# Found a nice old Keller saw, but this one is different...



## terrywerm (May 17, 2010)

I found a nice old Keller power hacksaw that a fellow has for sale. I wasn't really looking for a saw at the time, so I did not give it a thorough examination, but after giving it some thought, it might be worth taking a second look. The saw works, but the saw frame is a bit wobbly from wear, so it will need some TLC to get it back into proper condition. Sadly, I neglected to take photos of it, but I would like to know if anyone else has any experience with this type of saw. I will do my best to describe it. 

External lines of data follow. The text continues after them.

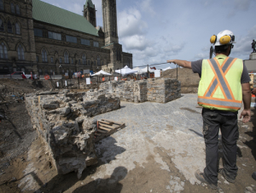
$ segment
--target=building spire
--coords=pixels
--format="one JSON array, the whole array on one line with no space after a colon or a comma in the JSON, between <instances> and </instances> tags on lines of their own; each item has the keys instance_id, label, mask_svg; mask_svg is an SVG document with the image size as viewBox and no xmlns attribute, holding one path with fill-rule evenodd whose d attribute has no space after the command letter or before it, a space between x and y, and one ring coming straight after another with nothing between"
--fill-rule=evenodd
<instances>
[{"instance_id":1,"label":"building spire","mask_svg":"<svg viewBox=\"0 0 256 193\"><path fill-rule=\"evenodd\" d=\"M87 4L89 4L90 8L95 8L95 5L92 3L91 0L86 0L85 6L87 6Z\"/></svg>"},{"instance_id":2,"label":"building spire","mask_svg":"<svg viewBox=\"0 0 256 193\"><path fill-rule=\"evenodd\" d=\"M84 17L92 24L95 27L96 26L96 9L95 5L92 3L91 0L86 0L84 5Z\"/></svg>"}]
</instances>

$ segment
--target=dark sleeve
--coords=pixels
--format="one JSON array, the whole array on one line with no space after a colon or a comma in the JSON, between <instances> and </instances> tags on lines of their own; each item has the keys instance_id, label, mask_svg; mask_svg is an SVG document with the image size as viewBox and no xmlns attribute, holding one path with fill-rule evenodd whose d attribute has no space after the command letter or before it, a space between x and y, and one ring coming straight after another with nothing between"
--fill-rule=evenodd
<instances>
[{"instance_id":1,"label":"dark sleeve","mask_svg":"<svg viewBox=\"0 0 256 193\"><path fill-rule=\"evenodd\" d=\"M198 73L199 77L201 75L202 60L191 62L191 67L194 73Z\"/></svg>"},{"instance_id":2,"label":"dark sleeve","mask_svg":"<svg viewBox=\"0 0 256 193\"><path fill-rule=\"evenodd\" d=\"M249 82L251 81L251 78L250 78L250 76L248 74L248 71L247 71L247 66L244 65L244 62L243 62L243 71L242 71L242 73L241 73L241 83L247 83L247 82Z\"/></svg>"}]
</instances>

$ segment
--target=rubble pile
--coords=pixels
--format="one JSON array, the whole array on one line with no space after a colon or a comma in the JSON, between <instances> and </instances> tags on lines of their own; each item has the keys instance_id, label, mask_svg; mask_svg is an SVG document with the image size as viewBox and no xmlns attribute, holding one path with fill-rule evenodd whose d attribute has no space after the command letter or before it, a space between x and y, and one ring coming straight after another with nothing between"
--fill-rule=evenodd
<instances>
[{"instance_id":1,"label":"rubble pile","mask_svg":"<svg viewBox=\"0 0 256 193\"><path fill-rule=\"evenodd\" d=\"M26 105L58 173L75 171L79 179L87 166L97 162L96 122L91 116L120 108L120 100L96 90L88 94L63 90L26 94Z\"/></svg>"},{"instance_id":2,"label":"rubble pile","mask_svg":"<svg viewBox=\"0 0 256 193\"><path fill-rule=\"evenodd\" d=\"M102 83L100 89L104 90L106 94L113 94L121 100L135 103L166 103L181 96L181 82L172 78L111 81Z\"/></svg>"}]
</instances>

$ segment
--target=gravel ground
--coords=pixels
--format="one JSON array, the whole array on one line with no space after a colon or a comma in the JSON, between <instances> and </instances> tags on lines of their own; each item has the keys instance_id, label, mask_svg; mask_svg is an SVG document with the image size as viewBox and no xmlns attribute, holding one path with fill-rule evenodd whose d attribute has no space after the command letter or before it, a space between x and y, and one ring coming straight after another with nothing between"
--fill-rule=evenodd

At first glance, I thought it was a Racine, as this saw has the art deco looking "cover" over the slide, much like a Racine has. This one also has a very heavy cast base, it does not sit on legs like the Kellers that one usually sees. Inside the base there is a heavy cast iron weight that is attached to the saw frame to provide downward force. There is also a handcrank on the front of the base that moves the weight, effectively changing the amount of downward cutting pressure on the saw frame.

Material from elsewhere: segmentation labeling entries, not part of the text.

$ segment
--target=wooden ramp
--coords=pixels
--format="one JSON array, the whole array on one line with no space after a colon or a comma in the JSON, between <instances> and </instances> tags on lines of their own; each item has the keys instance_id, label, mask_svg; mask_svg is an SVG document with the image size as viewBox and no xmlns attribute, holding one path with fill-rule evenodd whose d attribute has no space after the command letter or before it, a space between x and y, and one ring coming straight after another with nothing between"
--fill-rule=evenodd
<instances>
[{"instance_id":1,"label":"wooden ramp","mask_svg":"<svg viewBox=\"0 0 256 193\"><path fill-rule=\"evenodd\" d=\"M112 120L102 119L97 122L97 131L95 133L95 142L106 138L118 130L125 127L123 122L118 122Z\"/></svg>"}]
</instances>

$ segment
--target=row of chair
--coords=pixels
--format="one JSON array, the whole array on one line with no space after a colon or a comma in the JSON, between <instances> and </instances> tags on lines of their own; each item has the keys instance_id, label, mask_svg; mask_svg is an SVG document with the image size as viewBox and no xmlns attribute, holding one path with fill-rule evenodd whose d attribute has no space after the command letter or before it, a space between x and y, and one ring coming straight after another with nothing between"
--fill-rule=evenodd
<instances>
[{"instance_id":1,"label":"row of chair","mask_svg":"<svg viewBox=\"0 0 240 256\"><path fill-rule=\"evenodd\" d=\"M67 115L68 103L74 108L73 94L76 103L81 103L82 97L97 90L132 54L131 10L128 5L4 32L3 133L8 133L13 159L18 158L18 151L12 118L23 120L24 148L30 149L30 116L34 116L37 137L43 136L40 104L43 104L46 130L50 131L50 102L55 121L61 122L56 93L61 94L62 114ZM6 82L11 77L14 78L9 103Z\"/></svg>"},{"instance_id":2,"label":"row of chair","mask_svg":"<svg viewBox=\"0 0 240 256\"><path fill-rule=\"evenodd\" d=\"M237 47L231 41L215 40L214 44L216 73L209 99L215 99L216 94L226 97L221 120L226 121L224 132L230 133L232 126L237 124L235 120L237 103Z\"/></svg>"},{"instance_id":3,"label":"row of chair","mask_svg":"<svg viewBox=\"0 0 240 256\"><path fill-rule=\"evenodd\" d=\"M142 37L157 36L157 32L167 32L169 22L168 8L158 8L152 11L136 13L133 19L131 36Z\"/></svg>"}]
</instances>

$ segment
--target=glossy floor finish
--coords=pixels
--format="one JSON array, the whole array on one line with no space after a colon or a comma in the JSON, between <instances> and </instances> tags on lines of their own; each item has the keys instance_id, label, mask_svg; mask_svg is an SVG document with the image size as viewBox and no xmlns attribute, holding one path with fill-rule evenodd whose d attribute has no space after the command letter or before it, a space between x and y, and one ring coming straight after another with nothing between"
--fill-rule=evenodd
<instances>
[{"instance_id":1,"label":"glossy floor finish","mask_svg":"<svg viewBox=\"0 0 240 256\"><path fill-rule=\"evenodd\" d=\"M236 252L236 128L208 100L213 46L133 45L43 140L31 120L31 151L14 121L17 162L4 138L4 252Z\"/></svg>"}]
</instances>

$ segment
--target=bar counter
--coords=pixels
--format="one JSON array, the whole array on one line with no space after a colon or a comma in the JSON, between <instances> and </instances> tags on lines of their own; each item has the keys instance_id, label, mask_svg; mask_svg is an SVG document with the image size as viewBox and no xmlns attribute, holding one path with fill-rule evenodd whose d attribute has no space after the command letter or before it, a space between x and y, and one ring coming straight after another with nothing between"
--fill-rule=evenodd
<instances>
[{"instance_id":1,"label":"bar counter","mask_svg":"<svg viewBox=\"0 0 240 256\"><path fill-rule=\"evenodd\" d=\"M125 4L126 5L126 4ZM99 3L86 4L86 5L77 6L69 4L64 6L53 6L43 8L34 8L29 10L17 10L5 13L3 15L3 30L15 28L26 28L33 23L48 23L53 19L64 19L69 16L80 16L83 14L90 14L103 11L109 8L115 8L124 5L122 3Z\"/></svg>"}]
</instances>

This one will be a project machine for certain, due to the previously mentioned problems, plus the fact that it really needs to be cleaned up and repainted. As I mentioned, after giving it some thought, I rather like this saw, as it has a relatively small footprint, is heavy and will not tip over easily (seems to be a common problem with power hacksaws) and will handle stock up to about 7 x 10 or so. I don't know what he wants for it yet, but I believe I can get it for about a hundred dollar bill.

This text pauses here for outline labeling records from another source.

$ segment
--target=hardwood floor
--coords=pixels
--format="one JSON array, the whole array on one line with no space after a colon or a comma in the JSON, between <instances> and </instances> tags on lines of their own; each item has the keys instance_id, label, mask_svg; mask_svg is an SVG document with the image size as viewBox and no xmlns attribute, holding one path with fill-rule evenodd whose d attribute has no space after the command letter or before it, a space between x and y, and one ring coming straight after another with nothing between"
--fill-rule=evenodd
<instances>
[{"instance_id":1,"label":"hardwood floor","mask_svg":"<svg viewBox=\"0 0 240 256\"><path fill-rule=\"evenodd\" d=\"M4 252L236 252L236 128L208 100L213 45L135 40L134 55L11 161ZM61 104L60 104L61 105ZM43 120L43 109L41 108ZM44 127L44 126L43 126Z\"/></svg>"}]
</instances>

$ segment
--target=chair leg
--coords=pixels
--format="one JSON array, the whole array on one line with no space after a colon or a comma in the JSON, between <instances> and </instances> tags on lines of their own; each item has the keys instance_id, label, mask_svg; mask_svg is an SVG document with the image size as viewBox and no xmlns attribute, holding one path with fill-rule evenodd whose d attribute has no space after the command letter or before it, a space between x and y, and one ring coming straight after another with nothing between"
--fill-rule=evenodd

Does anyone here have any first hand experience with a Keller saw of this type? If so, are there any problems particular to this saw that I should watch out for? 

Thanks!

Terry


----------



## Maryak (May 17, 2010)

Terry,

I don't have experience with that particular brand but I have restored an old power hacksaw into a very useful addition to my shop. The biggest point of wear on my machine was the main bearing and shaft, (the one that goes from the crank disc across the machine to the drive pulleys). I ended up making a new shaft and chiselling out the old bronze bush and machining and fitting a new one. The machine is unlikely to cut square if this lot is wobbling about.

Does it actually run as a new motor could be a negotiating point.

Go for it if the price is right and if your like me, you will be very happy you've got one

Hope this helps.

Best Regards
Bob


----------



## terrywerm (May 18, 2010)

Thanks, Bob. I will definitely be looking over the main shaft and bearings, as well as other parts of the machine when I go back for a closer look.

Since my original post, I did find out that this saw was from Keller's heavy duty/commercial line, called "Hy-Duty". They normally came with a coolant pump, but I don't know if the one I saw has one or not. I did not look at it that closely as I was not interested at the time. Keller still makes this series of saw, although the base is no longer made of cast iron. I did find a photo of an older one here:
http://www.practicalmachinist.com/vb/antique-machinery-history/keller-power-hacksaw-w-photos-115710/    It is much like the one that I found except that the one in the photo does not have the Racine style "cap" over the top of the slide.


----------



## Maryak (May 18, 2010)

Terry,

Nice - much more up market than mine. Hope you get a bargain.







Best Regards
Bob


----------



## terrywerm (May 23, 2010)

Well, I learned more about this saw. The art deco top cover is not a cover at all, but is a large casting with dovetails for the slide, much like a Racine saw. I am not sure how much work it will take to tighten the saw up, but it will definitely take more than simply tightening up some gibs. Price? It's mine for $200. I just need to make up my mind and go from there. 

Upscale?? Oh, I don't know about that. It's gonna take some work to get her back in proper working shape, then I should completely disassemble, strip, and repaint. Maybe that will be my summer project.

Terry


----------